Re: [PATCH -v2] capabilites: allow the application of capabilitylimits to usermode helpers

From: Eric Paris
Date: Wed Mar 09 2011 - 17:11:30 EST


On Wed, 2011-03-09 at 13:38 -0800, Greg KH wrote:
> On Wed, Mar 09, 2011 at 02:33:31PM -0500, Eric Paris wrote:
> > There is no way to limit the capabilities of usermodehelpers. This problem
> > reared its head recently when someone complained that any user with
> > cap_net_admin was able to load arbitrary kernel modules, even though the user
> > didn't have cap_sys_module. The reason is because the actual load is done by
> > a usermode helper and those always have the full cap set. This patch addes new
> > sysctls which allow us to bound the permissions of usermode helpers.
> >
> > /proc/sys/kernel/usermodehelper/bset
> > /proc/sys/kernel/usermodehelper/inheritable
>
> Shouldn't these be documented somewhere? Documentation/ABI?

Yes, they should. Will do.

> > You must have CAP_SYS_MODULE to change these (changes are &= ONLY).
>
> Why that permission? Just because 'modprobe' is usually run from this
> callback? Or some other reason?

I don't have a good answer for this. I was originally looking at this
thinking about modprobe. Since it's a purely restrictive interface I
probably don't need something quite so strong. I'm trying to decide
what the implications are of usemode helpers being forced to run with
reduced permissions. Andrew, do you have thoughts?

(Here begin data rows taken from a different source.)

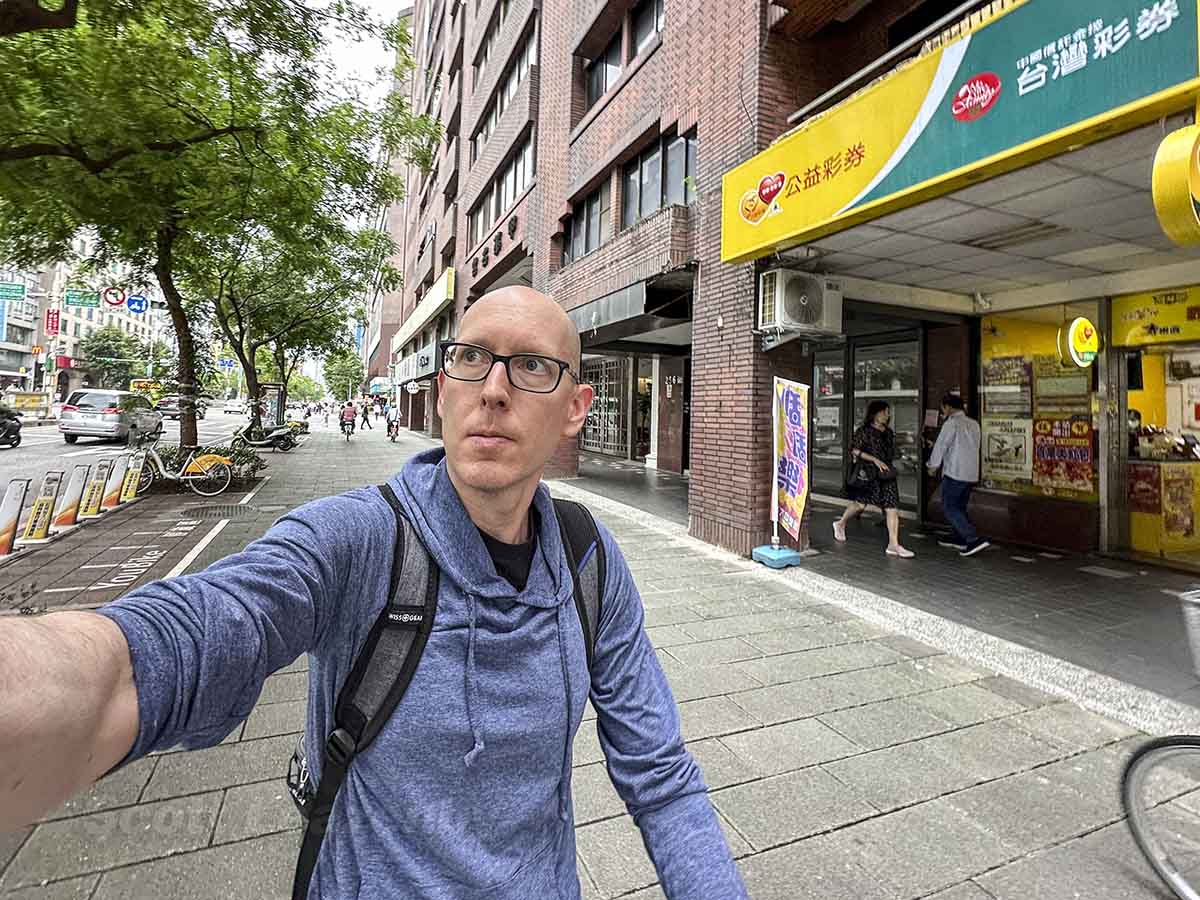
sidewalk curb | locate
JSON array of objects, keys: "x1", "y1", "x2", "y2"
[{"x1": 548, "y1": 481, "x2": 1200, "y2": 736}]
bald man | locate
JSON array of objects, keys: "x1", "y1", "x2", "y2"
[{"x1": 0, "y1": 288, "x2": 746, "y2": 900}]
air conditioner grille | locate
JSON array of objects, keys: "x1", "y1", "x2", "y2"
[{"x1": 784, "y1": 278, "x2": 824, "y2": 325}]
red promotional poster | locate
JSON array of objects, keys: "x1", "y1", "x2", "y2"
[{"x1": 1033, "y1": 415, "x2": 1096, "y2": 493}]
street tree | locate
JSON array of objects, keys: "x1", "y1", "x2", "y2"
[
  {"x1": 0, "y1": 0, "x2": 431, "y2": 442},
  {"x1": 322, "y1": 349, "x2": 364, "y2": 400},
  {"x1": 79, "y1": 325, "x2": 146, "y2": 390}
]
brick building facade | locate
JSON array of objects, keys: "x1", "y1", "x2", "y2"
[{"x1": 392, "y1": 0, "x2": 936, "y2": 553}]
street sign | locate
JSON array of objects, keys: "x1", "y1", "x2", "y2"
[{"x1": 62, "y1": 289, "x2": 100, "y2": 306}]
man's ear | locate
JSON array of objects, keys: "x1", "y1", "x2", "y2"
[{"x1": 563, "y1": 384, "x2": 595, "y2": 438}]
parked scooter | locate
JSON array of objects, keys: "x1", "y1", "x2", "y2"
[
  {"x1": 229, "y1": 422, "x2": 296, "y2": 452},
  {"x1": 0, "y1": 407, "x2": 20, "y2": 446}
]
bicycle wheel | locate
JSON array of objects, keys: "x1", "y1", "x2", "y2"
[
  {"x1": 137, "y1": 462, "x2": 155, "y2": 494},
  {"x1": 1121, "y1": 734, "x2": 1200, "y2": 900},
  {"x1": 187, "y1": 462, "x2": 233, "y2": 497}
]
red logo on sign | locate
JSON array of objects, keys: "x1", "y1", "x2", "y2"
[
  {"x1": 758, "y1": 172, "x2": 787, "y2": 204},
  {"x1": 950, "y1": 72, "x2": 1000, "y2": 122}
]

> > When the kernel launches a usermodehelper it will do so with these as
> > the bset and pI.
>
> Shouldn't the caller of these functions be the ones dictating the
> capabilities it should be run with?

Yes. And no. It depends what you mean. The caps of the 'caller' task
are irrelevant. If I run ifconfig ipv6 I need CAP_NET_ADMIN but the
upcall needs CAP_SYS_MODULE. If I plug in a USB drive there is no
'caller' task which makes sense.

Now if by 'caller' you mean 'call site' then yes, we could probably
launch usermodehelpers with reduced privileged sets. We know in the
code when we are asking to launch modprobe that we are going to need
CAP_SYS_MODULE and don't need caps like CAP_SYS_RAWIO and CAP_MAC_ADMIN.
We know when we upcall to hotplug we don't really need any priv, since
it's another task that is going to do the real work. So yeah, there
might be some value in another patch to address this....

But neither solves the problem of being able to eliminate capabilities
from a machine globally. In olden times we had a global cap-bound but
it was dropped in favor of an inheritance from init type mechanism.
Since kthreads don't inherit from init we still end up with this patch.